The Czech Republic is prepared to stump up the cost of rent for five years, while Poland will pay half of the rent for a decade.
But Dublin isn't being cheap. The Government is prepared to offer up to €13.5m towards the rental costs of the body if it chooses Dublin, which it says equates to 50pc of the cost over 10 years, and up to €1m for staff-relocation expenses.
It's also laid out 15 options for office space. The application is fronted by Taoiseach Leo Varadkar.
Paris is offering just €1.5m for relocation costs, Frankfurt and Brussels has made no mention of financial handouts.
The French application is fronted by a range of heavy hitters, including President Emmanuel Macron, the minister for foreign affairs, the minister for the economy, the President of the Ile-de-France Regional Council, the mayor of Paris and the honorary governor of the Bank of France, among others.
Frankfurt - which has already been tipped, along with Paris, as a main contender - appears to be basing its candidature on the fact that it's already a financial hub, playing host to the European Central Bank and insurance supervision institution. Brussels is also talking up its well established EU institutional offering.

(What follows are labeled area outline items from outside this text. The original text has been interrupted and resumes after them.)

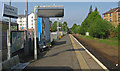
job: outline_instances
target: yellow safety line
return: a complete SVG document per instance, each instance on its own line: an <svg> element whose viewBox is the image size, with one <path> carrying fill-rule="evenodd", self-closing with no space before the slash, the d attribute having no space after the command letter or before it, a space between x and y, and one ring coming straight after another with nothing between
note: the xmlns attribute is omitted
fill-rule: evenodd
<svg viewBox="0 0 120 71"><path fill-rule="evenodd" d="M76 44L75 44L73 38L71 37L71 35L69 35L69 37L70 37L70 39L72 41L73 48L78 49L76 47ZM80 64L81 69L88 69L88 71L90 71L90 68L88 67L88 65L87 65L86 61L84 60L84 58L83 58L82 54L80 53L80 51L75 51L75 53L76 53L76 56L77 56L77 59L78 59L78 62Z"/></svg>

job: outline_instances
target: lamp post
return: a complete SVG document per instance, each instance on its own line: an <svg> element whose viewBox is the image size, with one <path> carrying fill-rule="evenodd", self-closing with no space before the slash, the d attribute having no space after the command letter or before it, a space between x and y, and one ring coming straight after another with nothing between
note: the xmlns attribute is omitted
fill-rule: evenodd
<svg viewBox="0 0 120 71"><path fill-rule="evenodd" d="M11 6L11 0L10 0L10 2L9 2L9 5ZM11 52L10 52L10 48L11 48L11 43L10 43L10 32L11 32L11 28L10 28L10 26L11 26L11 18L9 17L9 35L8 35L8 57L7 57L7 59L9 60L10 59L10 57L11 57Z"/></svg>

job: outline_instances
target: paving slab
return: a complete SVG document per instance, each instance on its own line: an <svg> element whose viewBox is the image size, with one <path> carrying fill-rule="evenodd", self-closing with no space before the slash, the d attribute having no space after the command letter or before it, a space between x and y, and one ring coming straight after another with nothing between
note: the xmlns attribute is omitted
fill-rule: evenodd
<svg viewBox="0 0 120 71"><path fill-rule="evenodd" d="M43 58L30 63L28 68L55 68L55 69L73 69L80 70L80 65L76 57L69 35L65 35L55 42Z"/></svg>

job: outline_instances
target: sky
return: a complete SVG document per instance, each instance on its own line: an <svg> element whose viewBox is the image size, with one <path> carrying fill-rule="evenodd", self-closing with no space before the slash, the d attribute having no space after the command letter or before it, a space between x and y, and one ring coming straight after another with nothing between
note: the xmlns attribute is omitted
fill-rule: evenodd
<svg viewBox="0 0 120 71"><path fill-rule="evenodd" d="M2 4L9 4L7 2L0 3L0 9ZM118 2L29 2L28 13L34 11L34 6L40 5L64 5L64 17L61 18L60 22L66 21L68 27L72 27L73 24L80 25L89 13L90 5L92 5L93 11L95 7L98 8L100 15L110 10L111 8L118 7ZM25 2L12 2L12 6L18 8L18 15L25 14L26 3ZM2 11L0 11L2 14ZM1 17L0 17L1 18ZM55 19L52 18L52 21Z"/></svg>

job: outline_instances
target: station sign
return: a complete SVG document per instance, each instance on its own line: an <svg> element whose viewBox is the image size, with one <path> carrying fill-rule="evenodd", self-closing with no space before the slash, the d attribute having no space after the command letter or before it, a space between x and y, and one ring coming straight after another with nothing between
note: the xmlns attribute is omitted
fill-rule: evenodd
<svg viewBox="0 0 120 71"><path fill-rule="evenodd" d="M18 9L7 4L3 4L2 15L5 17L18 18Z"/></svg>
<svg viewBox="0 0 120 71"><path fill-rule="evenodd" d="M40 6L38 9L38 17L63 17L63 6Z"/></svg>

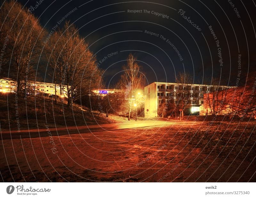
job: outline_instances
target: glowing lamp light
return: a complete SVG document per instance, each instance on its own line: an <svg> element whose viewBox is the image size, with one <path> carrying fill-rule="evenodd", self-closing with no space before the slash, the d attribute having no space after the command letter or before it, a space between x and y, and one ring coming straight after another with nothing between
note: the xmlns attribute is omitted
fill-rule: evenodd
<svg viewBox="0 0 256 198"><path fill-rule="evenodd" d="M191 107L191 111L192 113L194 112L199 112L200 110L199 106L192 106Z"/></svg>
<svg viewBox="0 0 256 198"><path fill-rule="evenodd" d="M99 91L100 94L108 94L108 91L105 90L100 90Z"/></svg>

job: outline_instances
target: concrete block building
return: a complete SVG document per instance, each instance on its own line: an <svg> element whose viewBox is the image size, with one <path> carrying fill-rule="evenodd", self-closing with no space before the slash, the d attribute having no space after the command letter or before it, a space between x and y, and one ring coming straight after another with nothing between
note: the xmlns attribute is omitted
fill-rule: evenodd
<svg viewBox="0 0 256 198"><path fill-rule="evenodd" d="M191 113L204 112L204 94L232 87L175 83L154 82L144 87L145 115L146 117L157 117L159 105L167 103L177 106L181 102L189 106Z"/></svg>

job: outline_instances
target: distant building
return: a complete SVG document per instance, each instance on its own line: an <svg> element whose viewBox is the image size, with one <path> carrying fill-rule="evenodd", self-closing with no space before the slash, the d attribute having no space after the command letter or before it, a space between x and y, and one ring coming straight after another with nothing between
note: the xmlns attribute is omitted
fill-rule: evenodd
<svg viewBox="0 0 256 198"><path fill-rule="evenodd" d="M16 92L17 83L15 81L10 78L4 78L0 79L0 92ZM47 93L49 95L55 95L55 85L53 83L43 82L28 82L28 84L27 92L28 94L38 94L40 93ZM66 96L67 87L63 88L64 92L62 95ZM64 93L63 93L64 92ZM60 95L60 89L59 85L56 85L56 95Z"/></svg>
<svg viewBox="0 0 256 198"><path fill-rule="evenodd" d="M232 87L218 86L221 90ZM167 103L178 106L182 99L182 102L189 107L190 113L203 113L204 94L214 92L216 89L216 86L211 85L154 82L144 87L145 116L157 117L160 105Z"/></svg>
<svg viewBox="0 0 256 198"><path fill-rule="evenodd" d="M105 96L109 93L122 93L123 92L123 90L121 89L99 89L93 90L92 92L94 94L97 95L100 95L101 96Z"/></svg>

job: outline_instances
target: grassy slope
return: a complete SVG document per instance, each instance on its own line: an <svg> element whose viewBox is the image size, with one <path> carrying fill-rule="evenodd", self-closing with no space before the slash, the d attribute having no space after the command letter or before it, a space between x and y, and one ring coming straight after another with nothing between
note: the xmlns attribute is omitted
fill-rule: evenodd
<svg viewBox="0 0 256 198"><path fill-rule="evenodd" d="M18 130L15 116L17 110L20 130L27 129L28 127L44 128L46 122L49 127L115 122L102 114L97 115L88 110L82 110L79 105L74 105L72 108L68 108L66 104L53 102L48 98L31 98L25 100L19 97L18 108L15 108L15 100L14 94L0 93L0 124L2 131L9 130L9 127Z"/></svg>

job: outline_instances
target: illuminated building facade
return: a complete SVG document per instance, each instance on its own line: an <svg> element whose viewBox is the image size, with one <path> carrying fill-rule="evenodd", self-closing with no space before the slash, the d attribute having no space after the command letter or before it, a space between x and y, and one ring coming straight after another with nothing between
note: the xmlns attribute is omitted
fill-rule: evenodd
<svg viewBox="0 0 256 198"><path fill-rule="evenodd" d="M0 79L0 92L11 92L14 93L16 91L17 82L10 78ZM53 83L42 82L29 82L28 86L29 88L27 89L28 94L38 94L40 93L47 93L49 95L55 95L55 84ZM64 92L62 95L66 96L65 92L67 88L63 88ZM64 93L63 93L64 92ZM56 85L56 95L60 96L60 86Z"/></svg>
<svg viewBox="0 0 256 198"><path fill-rule="evenodd" d="M161 104L165 103L177 106L180 103L182 98L186 104L189 105L188 106L191 107L190 113L197 114L199 112L203 113L204 94L215 91L216 87L206 84L182 85L174 83L154 82L144 87L145 116L157 117ZM219 90L224 90L232 87L218 86L218 87ZM183 94L182 96L182 94Z"/></svg>

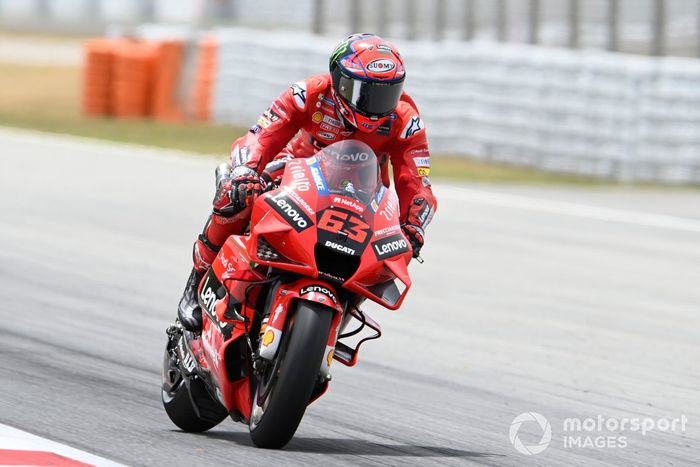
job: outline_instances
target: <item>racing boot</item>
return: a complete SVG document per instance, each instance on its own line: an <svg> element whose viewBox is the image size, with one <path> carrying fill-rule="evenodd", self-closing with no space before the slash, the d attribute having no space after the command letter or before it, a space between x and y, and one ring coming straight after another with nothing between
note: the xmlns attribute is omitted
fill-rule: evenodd
<svg viewBox="0 0 700 467"><path fill-rule="evenodd" d="M197 286L204 277L206 271L197 271L192 268L185 291L182 293L180 304L177 306L177 317L182 327L190 332L202 330L202 308L197 301Z"/></svg>

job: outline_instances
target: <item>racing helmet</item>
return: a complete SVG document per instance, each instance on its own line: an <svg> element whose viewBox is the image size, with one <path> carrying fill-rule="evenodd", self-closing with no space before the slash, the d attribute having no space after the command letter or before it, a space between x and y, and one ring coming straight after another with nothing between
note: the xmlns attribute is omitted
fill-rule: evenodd
<svg viewBox="0 0 700 467"><path fill-rule="evenodd" d="M372 133L396 110L406 77L396 47L374 34L353 34L333 50L333 100L343 120Z"/></svg>

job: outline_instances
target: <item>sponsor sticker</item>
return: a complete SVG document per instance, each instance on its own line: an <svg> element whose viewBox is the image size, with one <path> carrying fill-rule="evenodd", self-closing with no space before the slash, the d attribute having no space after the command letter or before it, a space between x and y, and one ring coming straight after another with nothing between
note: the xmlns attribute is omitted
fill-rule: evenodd
<svg viewBox="0 0 700 467"><path fill-rule="evenodd" d="M211 316L216 316L216 304L226 296L226 289L221 285L219 279L214 274L214 270L209 270L207 278L199 293L199 303Z"/></svg>
<svg viewBox="0 0 700 467"><path fill-rule="evenodd" d="M365 207L361 204L355 201L352 198L348 198L346 196L334 196L331 199L331 203L333 206L342 206L345 208L350 208L355 212L358 212L362 214L365 212Z"/></svg>
<svg viewBox="0 0 700 467"><path fill-rule="evenodd" d="M272 329L268 329L267 332L265 332L265 335L263 336L263 345L267 346L272 344L272 342L275 340L275 333Z"/></svg>
<svg viewBox="0 0 700 467"><path fill-rule="evenodd" d="M425 129L423 120L418 115L414 115L401 131L401 138L408 139L423 129Z"/></svg>
<svg viewBox="0 0 700 467"><path fill-rule="evenodd" d="M330 115L324 115L324 116L323 116L323 121L324 121L325 123L328 123L329 125L332 125L332 126L335 126L335 127L338 127L338 128L342 128L342 127L343 127L343 124L340 122L340 120L335 119L335 118L331 117Z"/></svg>
<svg viewBox="0 0 700 467"><path fill-rule="evenodd" d="M265 198L265 202L297 232L302 232L313 225L311 218L286 193L269 196Z"/></svg>
<svg viewBox="0 0 700 467"><path fill-rule="evenodd" d="M325 287L323 285L313 284L307 285L306 287L302 287L301 290L299 290L299 295L304 296L312 292L321 293L326 297L330 298L333 303L338 303L338 299L336 298L335 294L331 292L331 290L328 289L328 287Z"/></svg>
<svg viewBox="0 0 700 467"><path fill-rule="evenodd" d="M314 161L310 166L311 177L314 179L314 184L316 185L316 191L321 195L328 194L328 186L326 185L326 179L321 172L321 167L319 167L318 162Z"/></svg>
<svg viewBox="0 0 700 467"><path fill-rule="evenodd" d="M416 167L430 167L429 157L414 157L413 162L416 163Z"/></svg>
<svg viewBox="0 0 700 467"><path fill-rule="evenodd" d="M372 73L389 73L394 68L396 68L396 63L388 58L380 58L367 64L367 71Z"/></svg>
<svg viewBox="0 0 700 467"><path fill-rule="evenodd" d="M386 237L387 235L391 235L394 232L398 232L400 230L401 226L399 224L394 224L390 225L389 227L384 227L383 229L375 230L374 236L377 238Z"/></svg>
<svg viewBox="0 0 700 467"><path fill-rule="evenodd" d="M333 99L329 99L323 94L318 96L318 99L323 102L324 104L330 105L331 107L335 107L335 102L333 102Z"/></svg>
<svg viewBox="0 0 700 467"><path fill-rule="evenodd" d="M408 251L408 242L403 235L391 235L372 242L372 251L378 260L391 258Z"/></svg>
<svg viewBox="0 0 700 467"><path fill-rule="evenodd" d="M338 133L340 128L329 125L328 123L321 123L321 129L325 131L330 131L331 133Z"/></svg>
<svg viewBox="0 0 700 467"><path fill-rule="evenodd" d="M306 109L306 82L297 81L292 84L292 96L299 110Z"/></svg>
<svg viewBox="0 0 700 467"><path fill-rule="evenodd" d="M318 131L316 132L316 135L318 135L319 138L323 139L335 139L335 135L328 131Z"/></svg>

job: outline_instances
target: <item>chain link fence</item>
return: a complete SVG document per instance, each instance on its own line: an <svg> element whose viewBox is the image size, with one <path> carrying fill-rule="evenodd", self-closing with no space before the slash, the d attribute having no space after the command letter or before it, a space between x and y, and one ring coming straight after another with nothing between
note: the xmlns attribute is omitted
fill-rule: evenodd
<svg viewBox="0 0 700 467"><path fill-rule="evenodd" d="M5 29L144 22L700 56L700 0L0 0Z"/></svg>

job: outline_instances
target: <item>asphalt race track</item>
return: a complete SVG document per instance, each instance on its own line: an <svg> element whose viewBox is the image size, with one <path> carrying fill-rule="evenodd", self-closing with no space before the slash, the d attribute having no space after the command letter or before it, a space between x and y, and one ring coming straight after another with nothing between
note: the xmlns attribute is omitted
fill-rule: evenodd
<svg viewBox="0 0 700 467"><path fill-rule="evenodd" d="M164 330L215 165L0 129L0 423L128 465L700 463L697 190L436 183L404 308L373 308L384 337L334 364L285 450L231 421L178 431ZM551 429L536 455L509 437L524 412ZM603 424L564 431L572 418Z"/></svg>

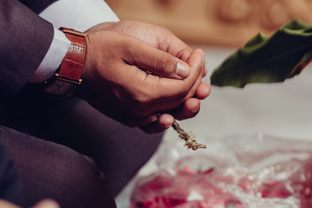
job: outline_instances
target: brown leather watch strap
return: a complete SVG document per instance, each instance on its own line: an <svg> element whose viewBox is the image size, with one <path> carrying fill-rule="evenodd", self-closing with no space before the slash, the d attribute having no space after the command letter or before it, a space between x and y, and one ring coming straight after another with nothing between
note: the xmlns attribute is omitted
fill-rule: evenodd
<svg viewBox="0 0 312 208"><path fill-rule="evenodd" d="M85 60L86 36L73 29L61 27L59 29L64 32L71 42L57 72L59 76L80 82Z"/></svg>

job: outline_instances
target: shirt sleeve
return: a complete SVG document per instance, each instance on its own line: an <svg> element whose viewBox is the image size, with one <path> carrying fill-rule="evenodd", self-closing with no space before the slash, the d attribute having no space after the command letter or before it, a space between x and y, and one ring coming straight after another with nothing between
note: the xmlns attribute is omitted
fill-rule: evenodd
<svg viewBox="0 0 312 208"><path fill-rule="evenodd" d="M65 27L83 32L102 22L119 21L103 0L59 0L39 15L53 25L54 36L44 59L28 80L37 83L52 76L61 65L70 45L65 34L56 28Z"/></svg>

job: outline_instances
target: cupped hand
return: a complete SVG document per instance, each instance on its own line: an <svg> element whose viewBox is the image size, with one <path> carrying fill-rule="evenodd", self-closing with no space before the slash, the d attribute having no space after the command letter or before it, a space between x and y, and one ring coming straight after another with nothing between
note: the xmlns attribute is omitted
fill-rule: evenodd
<svg viewBox="0 0 312 208"><path fill-rule="evenodd" d="M92 28L85 33L91 34L96 33L97 32L105 32L105 30L113 31L136 37L154 49L158 49L158 50L153 51L153 52L151 53L146 51L145 52L146 53L145 53L143 52L144 51L142 51L141 52L143 52L143 54L141 53L139 54L136 53L136 51L141 50L141 49L139 48L141 46L139 46L140 45L140 44L137 45L136 47L133 45L133 46L134 46L134 51L133 49L130 50L129 46L126 44L124 44L124 43L121 43L119 46L117 46L118 49L124 49L124 52L125 51L127 55L132 56L132 58L129 57L130 61L125 60L124 60L124 62L130 64L130 65L135 65L136 69L140 68L142 70L139 71L140 72L138 73L137 73L137 75L139 76L143 75L143 76L141 77L141 78L144 76L146 76L146 78L148 78L146 79L146 81L147 82L146 83L151 84L153 82L154 83L155 82L159 82L159 85L158 86L154 85L153 87L154 88L156 87L156 92L155 90L150 91L149 87L140 88L141 89L144 88L146 90L141 95L144 95L144 96L149 97L150 99L146 99L145 101L142 100L141 101L143 102L139 105L134 104L134 103L131 104L127 102L125 104L125 105L122 104L119 105L113 104L114 106L111 107L109 103L110 99L107 100L106 102L103 102L103 101L102 102L90 102L89 100L89 102L105 114L121 123L130 126L140 127L144 131L150 133L163 131L172 124L175 119L178 120L182 120L192 118L198 113L200 104L199 99L206 98L210 92L210 88L209 85L201 81L202 77L205 75L207 71L205 67L204 53L202 50L196 49L194 51L177 38L172 33L163 28L137 21L125 21L117 23L103 23ZM125 37L124 37L127 38ZM130 39L129 41L126 41L127 43L136 44L134 42L132 42L133 40L132 39ZM138 50L136 50L136 48ZM102 50L103 49L102 49ZM151 49L150 48L149 50ZM132 50L132 52L133 53L132 54L129 53L129 51ZM119 54L121 54L117 51L118 50L117 49L117 51L114 52ZM161 51L159 51L159 50ZM161 53L161 52L165 53ZM194 54L191 56L192 53ZM197 54L196 55L196 54ZM198 54L200 54L201 56ZM114 53L111 55L113 54ZM160 54L161 55L160 55ZM168 56L169 55L171 56ZM122 56L124 56L124 54ZM124 58L126 56L123 57ZM173 58L175 57L177 59ZM111 58L109 57L107 60L112 60ZM151 59L151 58L152 58ZM138 58L140 61L138 62L136 60L136 59ZM113 60L113 61L115 61ZM131 61L131 60L133 61L132 62ZM151 61L151 60L152 60ZM197 61L197 64L194 64L194 63ZM200 73L197 74L197 75L195 75L193 78L183 80L183 82L181 82L182 80L179 80L179 81L178 82L175 82L172 79L169 80L166 80L163 82L160 81L163 80L165 77L175 79L183 79L183 75L180 76L177 74L177 66L180 64L184 66L183 68L187 68L188 66L184 65L184 62L193 65L190 68L189 73L192 71L200 71ZM179 64L178 64L178 63ZM105 68L105 67L103 68ZM128 72L131 71L128 70L127 71L129 71ZM126 80L134 78L133 77L134 75L136 76L136 72L134 71L132 71L132 72L130 72L129 74L129 75L131 78L128 77ZM151 72L152 74L149 74L149 71ZM142 74L141 72L142 72L145 73ZM118 73L117 73L118 74ZM155 75L162 77L160 78L158 76L155 76ZM186 74L184 76L187 77L188 75ZM112 74L111 74L111 77L115 76ZM194 82L194 79L196 76L197 79ZM118 78L122 78L119 76L116 77ZM152 77L153 79L150 79ZM124 78L125 78L124 77ZM140 79L138 79L138 80L139 80ZM190 82L190 80L192 81ZM174 84L173 84L172 82L173 82ZM178 82L180 84L178 84ZM84 80L83 83L85 83L85 80ZM186 85L185 84L188 85ZM117 83L116 86L118 84ZM135 85L139 86L137 84ZM113 86L114 85L113 85ZM180 87L177 88L177 86L178 85ZM162 87L162 88L159 88L159 86ZM109 86L106 86L108 88ZM143 86L142 86L143 87ZM188 88L188 89L187 90L187 91L188 91L187 93L186 92L185 88L184 88L185 87L187 89ZM119 87L118 87L118 88ZM164 90L164 89L165 88L167 89ZM124 88L124 89L126 89ZM158 89L160 90L158 90ZM138 90L139 91L138 91ZM86 89L84 90L88 91ZM113 89L113 91L114 90ZM133 89L130 90L133 92L134 91L139 92L140 91L139 89ZM124 93L125 91L124 91ZM85 92L85 93L90 95L90 92ZM140 93L138 94L140 94ZM184 97L181 96L183 94L184 95ZM98 95L94 95L96 97L98 96ZM119 96L121 95L121 94ZM178 95L177 98L175 97L177 95ZM122 96L124 97L124 95L123 94ZM156 97L158 97L158 99L155 99L155 96ZM193 97L194 98L192 98ZM182 97L183 98L182 98ZM162 101L161 102L159 102L160 100ZM102 103L100 104L101 102ZM103 102L106 103L103 104ZM152 103L153 103L153 105L149 105L149 104ZM116 103L113 102L113 103L115 104ZM137 107L136 108L134 106ZM119 109L115 108L117 106L119 107ZM140 106L141 107L139 107ZM129 113L131 110L129 108L132 108L133 110L135 110L136 109L139 109L139 111L141 113L133 112L132 113ZM159 112L165 112L167 113L163 114L159 116L158 113ZM154 122L155 121L156 121L156 122Z"/></svg>

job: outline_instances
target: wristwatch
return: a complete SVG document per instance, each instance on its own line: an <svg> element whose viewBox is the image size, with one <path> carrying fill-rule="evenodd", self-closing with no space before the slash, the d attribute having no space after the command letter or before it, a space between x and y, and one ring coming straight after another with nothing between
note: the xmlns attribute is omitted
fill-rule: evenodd
<svg viewBox="0 0 312 208"><path fill-rule="evenodd" d="M46 81L43 92L64 96L82 81L80 79L85 60L86 35L73 29L60 27L71 43L61 66L53 76Z"/></svg>

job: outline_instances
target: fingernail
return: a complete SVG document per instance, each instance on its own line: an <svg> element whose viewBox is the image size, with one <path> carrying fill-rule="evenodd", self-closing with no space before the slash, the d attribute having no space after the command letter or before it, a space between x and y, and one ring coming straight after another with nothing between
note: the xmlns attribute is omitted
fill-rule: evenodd
<svg viewBox="0 0 312 208"><path fill-rule="evenodd" d="M151 123L152 122L154 122L157 121L158 119L158 116L156 114L154 114L154 115L151 116L149 118L149 123Z"/></svg>
<svg viewBox="0 0 312 208"><path fill-rule="evenodd" d="M200 106L198 105L197 106L197 107L195 108L195 109L193 109L191 111L191 113L192 114L195 114L199 110L199 107Z"/></svg>
<svg viewBox="0 0 312 208"><path fill-rule="evenodd" d="M189 66L182 62L178 62L176 72L177 75L181 78L185 78L190 73Z"/></svg>
<svg viewBox="0 0 312 208"><path fill-rule="evenodd" d="M171 126L171 125L167 125L164 123L163 124L163 128L164 129L166 129Z"/></svg>

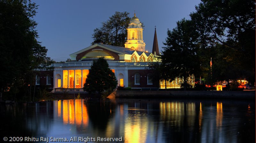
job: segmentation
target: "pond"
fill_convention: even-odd
[[[255,103],[118,98],[2,104],[0,142],[255,143]]]

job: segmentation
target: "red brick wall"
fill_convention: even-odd
[[[135,75],[138,73],[140,76],[139,85],[134,85]],[[150,69],[128,70],[128,86],[132,88],[157,88],[159,87],[158,82],[153,78],[153,84],[147,85],[148,74],[151,73],[154,76],[153,72]]]
[[[40,77],[40,85],[46,85],[47,83],[47,75],[49,75],[51,77],[51,85],[47,85],[49,88],[53,87],[53,71],[52,70],[37,71],[36,73],[36,75],[39,75]],[[35,77],[35,79],[36,76]],[[36,82],[35,81],[35,83]]]

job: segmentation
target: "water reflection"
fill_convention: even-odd
[[[255,103],[249,101],[119,99],[0,105],[3,136],[122,137],[126,143],[255,142]]]

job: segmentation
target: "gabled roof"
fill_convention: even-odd
[[[144,52],[135,51],[130,49],[130,48],[127,48],[124,47],[119,47],[118,46],[114,46],[97,43],[93,45],[92,45],[91,46],[85,48],[82,50],[80,50],[80,51],[77,51],[76,52],[71,54],[70,54],[69,55],[70,56],[75,56],[79,53],[83,52],[90,50],[90,49],[93,48],[97,46],[99,46],[103,48],[104,48],[109,50],[110,50],[113,52],[117,53],[119,54],[129,54],[131,55],[135,51],[137,52],[138,54],[139,55],[141,55],[141,54],[142,54],[143,52],[145,53],[146,55],[148,56],[150,54],[150,53],[146,53]]]

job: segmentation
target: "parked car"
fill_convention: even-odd
[[[244,88],[246,89],[251,89],[252,87],[249,85],[246,84],[244,85],[240,85],[238,87],[238,88]]]
[[[251,89],[252,87],[250,86],[250,85],[246,84],[245,85],[245,89]]]

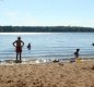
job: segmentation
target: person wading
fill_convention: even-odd
[[[21,59],[21,53],[22,53],[22,47],[24,46],[24,42],[21,40],[21,37],[17,37],[17,40],[15,40],[13,42],[13,46],[15,47],[15,52],[16,52],[16,63],[17,62],[22,62],[22,59]],[[17,60],[17,57],[20,54],[20,60]]]

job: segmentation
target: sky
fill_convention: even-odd
[[[0,25],[94,27],[94,0],[0,0]]]

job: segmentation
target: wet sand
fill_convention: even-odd
[[[94,87],[94,61],[3,64],[0,87]]]

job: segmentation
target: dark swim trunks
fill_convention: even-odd
[[[22,52],[22,47],[16,47],[16,52]]]

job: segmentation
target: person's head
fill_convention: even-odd
[[[28,46],[31,46],[31,44],[28,44]]]
[[[80,49],[77,49],[77,51],[80,51]]]
[[[17,40],[21,40],[21,37],[17,37]]]

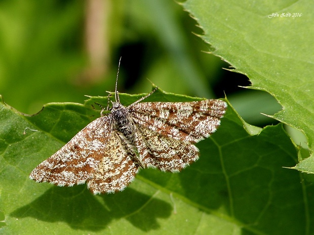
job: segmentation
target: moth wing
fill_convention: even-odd
[[[144,167],[163,171],[180,171],[199,159],[199,150],[192,144],[163,135],[139,125],[135,142]]]
[[[84,183],[93,178],[112,134],[111,118],[91,122],[61,149],[37,166],[29,177],[58,186]]]
[[[139,169],[132,147],[117,132],[113,132],[88,186],[94,194],[123,190],[134,178]]]
[[[191,102],[147,102],[128,107],[134,121],[164,135],[197,142],[220,124],[227,104],[219,100]]]

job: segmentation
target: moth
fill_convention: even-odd
[[[226,103],[142,102],[155,89],[125,107],[117,91],[119,71],[110,113],[102,110],[100,117],[39,164],[30,179],[69,186],[87,181],[94,194],[112,193],[125,189],[141,168],[177,172],[199,159],[194,145],[216,131]]]

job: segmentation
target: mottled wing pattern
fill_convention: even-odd
[[[144,167],[176,172],[199,158],[199,150],[192,144],[163,135],[143,125],[138,129],[135,144]]]
[[[102,153],[98,170],[88,183],[94,194],[123,190],[138,172],[138,160],[134,149],[119,134],[113,131]]]
[[[134,121],[163,135],[189,142],[208,137],[220,124],[227,107],[219,100],[150,102],[128,107]]]
[[[84,183],[93,178],[106,151],[112,132],[110,116],[91,122],[69,142],[30,173],[37,182],[50,182],[59,186]]]
[[[37,182],[50,182],[59,186],[84,183],[93,176],[111,131],[112,120],[101,117],[91,122],[69,142],[30,173]]]

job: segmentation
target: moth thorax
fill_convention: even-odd
[[[116,129],[122,132],[129,139],[132,139],[134,128],[130,123],[127,109],[121,106],[116,109],[113,109],[111,113],[113,116]]]

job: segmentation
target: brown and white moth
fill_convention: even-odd
[[[119,66],[120,62],[119,62]],[[195,143],[215,132],[226,103],[141,102],[126,107],[115,101],[111,112],[91,122],[30,173],[36,182],[73,186],[87,181],[94,193],[123,190],[140,168],[180,171],[199,158]]]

Unusual boasts and sweeteners include an offer from the Czech Republic to EBA staff of unlimited free access to a range of museums and national monuments, as well as Prague Zoo, and the city's botanical garden.
Vienna boasts that 10,000 musical lovers are treated to live classical music every night, while its tap water is "highest quality mountain spring water".
"Vienna is also the only major capital with a significant winegrowing industry, with 660 hectares of vineyards," its brochure says. Poland even goes so far as to say that it has no indigenous terrorist groups. The European Commission will assess the candidates by September but the decision rests with EU leaders who will try to reach a consensus deal at their next summit in October. A final decision is expected a month later.